The weak outlook was reinforced by figures showing France's trade gap widened to 5.99 billion euros in June, from a downwardly revised 5.47 billion euros in May, dashing economists' expectations for the deficit to narrow.
Exports to Italy, Spain and Britain slumped, with sales of cars and transport materials particularly weak.
Southern European economies are already mired in recession as governments try to tame a debt crisis by pursuing austerity measures, and Wednesday's data added to signs that Europe's biggest economies are also stagnating.
Data from Germany on Wednesday showed both imports and exports falling, while Britain's central bank slashed its economic forecast and warned that factors weighing on growth may be more long-lasting than previously thought.
"The outlook for the coming months suggests a slight slowdown in economic activity," the Bank of France said. "GDP is expected to decline by 0.1 percent in the third quarter."
President Francois Hollande, elected in May on a pledge to halt rising unemployment and reverse industrial decline, has been confronted since taking office by a round of industrial layoffs and the need to curb spending to meet deficit targets.
The Bank of France's monthly survey showed industrial business sentiment in July at weakest since August 2009, with automotive and textiles firms particularly gloomy.
Service companies were also more negative, especially in transport and administration, with the sentiment indicator at its weakest since November 2009.
ORDERS WEAK, INVENTORIES MOUNT
Order books flagged and inventories rose throughout the economy, undermining the government's prediction of a return to growth in the third quarter after stagnation in the first three months of the year.
"If growth is flat or negative in the second and third quarters, it will be very difficult for the government to reach its 0.3 percent growth target this year," said Fabrice Montagne, economist at Barclays, saying his bank would revise down its 0.4 percent growth forecast for this year.
France is due to publish data on second quarter economic growth on Tuesday.
Its biggest carmaker Peugeot <PEUP.PA> announced plans last month to close a plant near Paris and cut 8,000 jobs, prompting Industry Minister Arnauld Montebourg - an outspoken advocate of protectionism - to call on Brussels to monitor rising imports of South Korean-made cars.
The Socialists plan 7 billion euros in new taxes for this year on large companies and wealthy households, chasing a deficit target of 4.5 percent of GDP. The government has said 33 billion euros will be needed to meet a 2013 deficit goal of 3 percent of GDP.

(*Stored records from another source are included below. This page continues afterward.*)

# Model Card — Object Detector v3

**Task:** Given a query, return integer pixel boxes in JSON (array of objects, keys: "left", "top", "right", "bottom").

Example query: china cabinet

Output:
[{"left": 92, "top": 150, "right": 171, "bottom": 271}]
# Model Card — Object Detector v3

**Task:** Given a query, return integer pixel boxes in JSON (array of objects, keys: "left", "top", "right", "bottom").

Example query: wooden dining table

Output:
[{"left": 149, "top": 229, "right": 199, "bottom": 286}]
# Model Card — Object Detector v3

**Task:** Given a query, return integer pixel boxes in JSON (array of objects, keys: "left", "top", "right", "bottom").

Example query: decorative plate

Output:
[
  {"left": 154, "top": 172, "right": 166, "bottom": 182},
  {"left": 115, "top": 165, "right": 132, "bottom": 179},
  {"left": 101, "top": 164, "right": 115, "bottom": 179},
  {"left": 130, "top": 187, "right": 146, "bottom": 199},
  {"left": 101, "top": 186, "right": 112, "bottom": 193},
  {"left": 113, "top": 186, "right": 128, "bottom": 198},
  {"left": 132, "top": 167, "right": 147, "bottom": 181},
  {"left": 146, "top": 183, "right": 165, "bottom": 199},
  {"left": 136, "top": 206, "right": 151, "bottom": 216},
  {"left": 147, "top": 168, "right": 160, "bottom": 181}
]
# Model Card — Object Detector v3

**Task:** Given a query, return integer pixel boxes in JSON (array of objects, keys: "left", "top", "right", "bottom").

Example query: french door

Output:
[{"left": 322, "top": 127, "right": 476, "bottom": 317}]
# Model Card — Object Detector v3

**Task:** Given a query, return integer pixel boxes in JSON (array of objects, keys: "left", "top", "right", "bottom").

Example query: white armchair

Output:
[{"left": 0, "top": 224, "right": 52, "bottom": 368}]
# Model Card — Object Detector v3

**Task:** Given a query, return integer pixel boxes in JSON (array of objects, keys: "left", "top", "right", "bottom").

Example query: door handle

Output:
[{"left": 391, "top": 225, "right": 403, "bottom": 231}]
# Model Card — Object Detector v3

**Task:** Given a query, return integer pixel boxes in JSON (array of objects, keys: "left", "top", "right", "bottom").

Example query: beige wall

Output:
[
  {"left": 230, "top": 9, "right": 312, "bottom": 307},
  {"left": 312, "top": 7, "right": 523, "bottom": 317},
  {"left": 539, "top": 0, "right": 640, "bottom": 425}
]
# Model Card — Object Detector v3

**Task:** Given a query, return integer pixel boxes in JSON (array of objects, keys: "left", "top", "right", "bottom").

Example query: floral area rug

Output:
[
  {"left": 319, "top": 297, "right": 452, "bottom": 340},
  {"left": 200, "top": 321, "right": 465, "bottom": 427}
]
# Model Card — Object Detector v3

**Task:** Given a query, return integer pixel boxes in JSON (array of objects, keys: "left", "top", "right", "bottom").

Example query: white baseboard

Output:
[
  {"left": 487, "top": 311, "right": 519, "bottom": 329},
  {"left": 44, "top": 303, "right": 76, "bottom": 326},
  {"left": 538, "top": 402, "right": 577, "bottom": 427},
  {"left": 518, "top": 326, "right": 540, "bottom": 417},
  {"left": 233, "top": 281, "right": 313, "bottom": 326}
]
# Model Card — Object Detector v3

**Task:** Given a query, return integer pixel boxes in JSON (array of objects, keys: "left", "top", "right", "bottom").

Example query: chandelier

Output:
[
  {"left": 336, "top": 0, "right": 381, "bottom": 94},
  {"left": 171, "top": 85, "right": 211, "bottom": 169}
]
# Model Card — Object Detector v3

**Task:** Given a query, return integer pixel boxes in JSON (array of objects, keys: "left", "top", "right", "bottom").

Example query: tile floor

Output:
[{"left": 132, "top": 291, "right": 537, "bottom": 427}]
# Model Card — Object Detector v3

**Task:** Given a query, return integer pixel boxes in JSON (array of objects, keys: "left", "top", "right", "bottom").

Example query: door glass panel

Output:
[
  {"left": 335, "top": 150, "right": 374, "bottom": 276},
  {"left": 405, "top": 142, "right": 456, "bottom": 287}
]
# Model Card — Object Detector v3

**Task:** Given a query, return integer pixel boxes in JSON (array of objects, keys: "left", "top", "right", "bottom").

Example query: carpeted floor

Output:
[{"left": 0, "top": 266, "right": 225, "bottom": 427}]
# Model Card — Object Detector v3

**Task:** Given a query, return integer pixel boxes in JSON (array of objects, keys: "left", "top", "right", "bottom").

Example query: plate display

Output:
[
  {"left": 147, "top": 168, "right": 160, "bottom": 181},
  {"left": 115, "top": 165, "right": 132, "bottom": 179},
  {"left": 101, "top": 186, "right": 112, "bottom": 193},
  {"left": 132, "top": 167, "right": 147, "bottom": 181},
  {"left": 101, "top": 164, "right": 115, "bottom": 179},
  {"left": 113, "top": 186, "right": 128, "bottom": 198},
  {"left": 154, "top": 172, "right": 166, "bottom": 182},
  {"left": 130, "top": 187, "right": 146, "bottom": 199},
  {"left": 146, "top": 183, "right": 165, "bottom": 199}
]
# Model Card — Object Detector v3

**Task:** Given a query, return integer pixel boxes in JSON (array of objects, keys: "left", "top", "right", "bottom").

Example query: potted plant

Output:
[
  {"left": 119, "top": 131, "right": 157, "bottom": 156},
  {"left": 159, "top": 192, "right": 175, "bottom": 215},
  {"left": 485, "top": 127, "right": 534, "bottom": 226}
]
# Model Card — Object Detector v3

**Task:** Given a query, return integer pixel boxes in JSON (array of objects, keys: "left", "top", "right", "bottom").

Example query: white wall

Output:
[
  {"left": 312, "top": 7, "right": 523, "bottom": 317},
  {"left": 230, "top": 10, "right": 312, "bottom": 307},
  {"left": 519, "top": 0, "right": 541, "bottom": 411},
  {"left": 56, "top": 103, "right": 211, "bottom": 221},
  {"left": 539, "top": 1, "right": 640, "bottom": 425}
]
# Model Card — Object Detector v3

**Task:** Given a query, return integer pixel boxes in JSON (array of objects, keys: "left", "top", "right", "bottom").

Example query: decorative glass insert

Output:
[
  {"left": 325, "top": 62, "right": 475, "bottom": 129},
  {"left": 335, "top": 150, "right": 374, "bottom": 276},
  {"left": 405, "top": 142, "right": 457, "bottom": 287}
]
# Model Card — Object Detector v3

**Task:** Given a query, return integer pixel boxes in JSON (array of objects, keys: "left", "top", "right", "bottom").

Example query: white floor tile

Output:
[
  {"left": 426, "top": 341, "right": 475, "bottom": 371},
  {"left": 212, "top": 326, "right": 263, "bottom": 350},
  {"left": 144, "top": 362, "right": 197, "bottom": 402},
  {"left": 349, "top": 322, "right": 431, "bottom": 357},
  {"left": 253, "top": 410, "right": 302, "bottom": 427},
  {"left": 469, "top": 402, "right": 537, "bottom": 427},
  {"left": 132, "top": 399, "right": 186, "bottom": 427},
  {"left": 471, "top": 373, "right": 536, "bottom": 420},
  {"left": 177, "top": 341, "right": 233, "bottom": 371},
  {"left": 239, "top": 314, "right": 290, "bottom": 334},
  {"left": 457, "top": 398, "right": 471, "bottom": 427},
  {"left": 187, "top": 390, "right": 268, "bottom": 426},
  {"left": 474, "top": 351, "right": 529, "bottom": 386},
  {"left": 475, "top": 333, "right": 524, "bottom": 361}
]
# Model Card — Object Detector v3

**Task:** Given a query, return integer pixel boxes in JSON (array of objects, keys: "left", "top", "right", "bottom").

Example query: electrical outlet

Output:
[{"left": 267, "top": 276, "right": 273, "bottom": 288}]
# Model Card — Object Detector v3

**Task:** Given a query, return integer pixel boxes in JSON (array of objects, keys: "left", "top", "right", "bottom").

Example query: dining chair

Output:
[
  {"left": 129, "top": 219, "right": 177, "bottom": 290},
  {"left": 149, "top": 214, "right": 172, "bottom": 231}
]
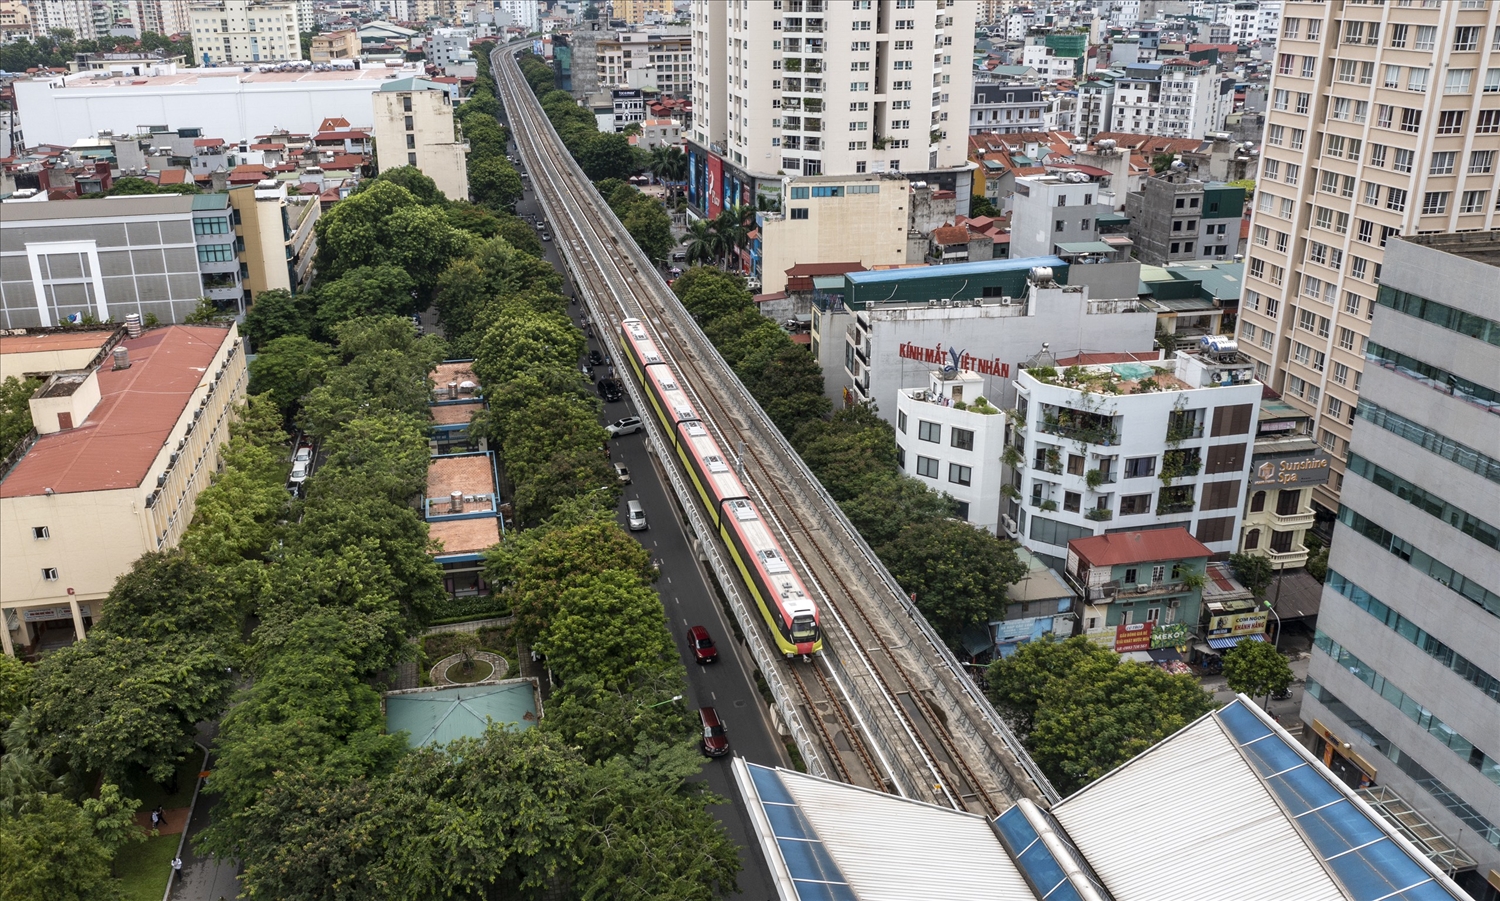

Barclay's Montagne said weak growth should have only marginal implications for the government deficit this year provided the economy could avoid a contraction.
"However, if we end the year with negative growth, we will certainly need some adjustments to reach the deficit target," Montagne said, predicting growth of between 0.5 and 1.0 percent next year rather than the 1.2 percent the government forecasts.